Nel museo di Auschwitz qualche settimana fa ho visto oggetti che ancora oggi esprimono la quotidianità di tanti di noi. Erano le povere cose di donne e di uomini massacrati dalla ferocia criminale del nazismo. Il nazismo, certo.
Non possiamo però dimenticare che decine di migliaia di italiani di religione ebraica sono stati sterminati per colpa del collaborazionismo del regime fascista che consentì e anzi favorì la loro deportazione. Non possiamo dimenticare che già il decreto legge n. 1728 del 17 novembre 1938, contenente Provvedimenti per la difesa della razza, vietò alcuni diritti fondamentali ai cittadini ebrei, e che poi l’articolo 1 comma 3 del codice civile del 1942 limitò la capacità giuridica ai cosiddetti non ariani e in special modo agli ebrei.
Gli antichi avevano il culto della memoria. La memoria serve per avere ben fissi nella nostra mente certi eventi, e con essi certi valori. Il ricordo di Auschwitz appartiene al nostro patrimonio culturale.
Quando avevo 21 anni le istituzioni non organizzavano viaggi della memoria, mi organizzai il mio viaggio della memoria e visitai il campo di concentramento di Dachau. Quelle immagini terribili mi sono rimaste nella mente e nel cuore, le porto dentro di me come vaccino e monito perenne: mai più. Come ebbe a dire Lei, signor Presidente, nel suo discorso del 2021 “tutte le volte ci accostiamo al tema della Memoria con commozione e turbamento”.

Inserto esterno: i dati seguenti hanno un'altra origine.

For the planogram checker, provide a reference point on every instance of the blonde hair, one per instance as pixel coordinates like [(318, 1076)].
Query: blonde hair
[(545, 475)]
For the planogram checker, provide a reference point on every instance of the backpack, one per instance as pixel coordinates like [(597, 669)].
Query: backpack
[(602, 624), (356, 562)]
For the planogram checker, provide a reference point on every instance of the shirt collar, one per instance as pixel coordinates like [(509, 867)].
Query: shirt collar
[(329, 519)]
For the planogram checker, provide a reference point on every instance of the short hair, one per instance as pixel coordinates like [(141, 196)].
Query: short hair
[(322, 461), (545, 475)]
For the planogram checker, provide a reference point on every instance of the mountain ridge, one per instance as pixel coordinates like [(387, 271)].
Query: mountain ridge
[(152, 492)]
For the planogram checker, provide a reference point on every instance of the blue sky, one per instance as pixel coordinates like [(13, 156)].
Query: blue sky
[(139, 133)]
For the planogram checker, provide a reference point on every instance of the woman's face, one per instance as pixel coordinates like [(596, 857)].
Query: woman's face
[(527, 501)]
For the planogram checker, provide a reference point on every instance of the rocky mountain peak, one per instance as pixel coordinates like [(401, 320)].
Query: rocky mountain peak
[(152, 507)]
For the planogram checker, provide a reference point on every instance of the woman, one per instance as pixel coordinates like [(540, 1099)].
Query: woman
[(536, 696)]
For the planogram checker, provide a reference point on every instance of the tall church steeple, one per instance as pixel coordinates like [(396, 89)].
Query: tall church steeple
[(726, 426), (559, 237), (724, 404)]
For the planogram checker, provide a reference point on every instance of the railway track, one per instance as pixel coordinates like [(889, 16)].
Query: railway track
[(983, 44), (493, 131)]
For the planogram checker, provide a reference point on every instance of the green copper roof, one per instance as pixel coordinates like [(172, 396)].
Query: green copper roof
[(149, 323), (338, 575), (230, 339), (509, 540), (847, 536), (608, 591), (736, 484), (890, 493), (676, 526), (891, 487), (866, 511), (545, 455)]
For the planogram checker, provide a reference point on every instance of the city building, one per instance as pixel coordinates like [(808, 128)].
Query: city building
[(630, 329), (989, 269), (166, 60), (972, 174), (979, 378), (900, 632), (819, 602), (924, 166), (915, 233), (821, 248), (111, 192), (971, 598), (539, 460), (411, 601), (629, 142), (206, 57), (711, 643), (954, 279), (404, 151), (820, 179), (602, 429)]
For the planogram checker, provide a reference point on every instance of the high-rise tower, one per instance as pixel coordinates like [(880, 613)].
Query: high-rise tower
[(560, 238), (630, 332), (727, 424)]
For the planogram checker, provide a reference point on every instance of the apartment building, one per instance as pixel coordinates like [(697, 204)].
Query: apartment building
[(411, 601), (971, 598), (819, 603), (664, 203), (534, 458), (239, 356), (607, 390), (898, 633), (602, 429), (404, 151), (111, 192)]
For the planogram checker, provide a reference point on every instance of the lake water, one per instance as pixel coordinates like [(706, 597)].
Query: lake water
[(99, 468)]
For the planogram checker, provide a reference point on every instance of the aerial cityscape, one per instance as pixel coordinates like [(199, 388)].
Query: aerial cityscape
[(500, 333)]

Ed è per questo che ritengo importante che il Senato il 18 gennaio scorso abbia approvato l’istituzione di un apposito fondo presso il Ministero dell’Istruzione e del Merito con una dotazione di 6 milioni di euro per promuovere e incentivare i “viaggi della memoria”.
Ricordare è ancora più importante oggi che sta rinascendo l’antisemitismo in Europa. Un documento della Commissione europea attesta come il 38% dei cittadini europei di religione ebraica abbia paura e pensi di andarsene dal nostro Continente, erano il 7% nel 2008. In alcune città europee si ha timore ad indossare la Kippah. Se questo accade significa che abbiamo sbagliato qualcosa, che non abbiamo ricordato abbastanza. Non deve dunque stupire che percentuali crescenti di giovani europei non abbiano mai sentito parlare della Shoah, percentuali che raggiungono il 25% in Francia. L’antisemitismo ha tante facce, ma ha alla base un unico problema: la incapacità di chi, perso nelle nebbie o negli abissi del proprio sé, non sa immedesimarsi nell’altro, non sa sentire l’altro, chiunque esso sia.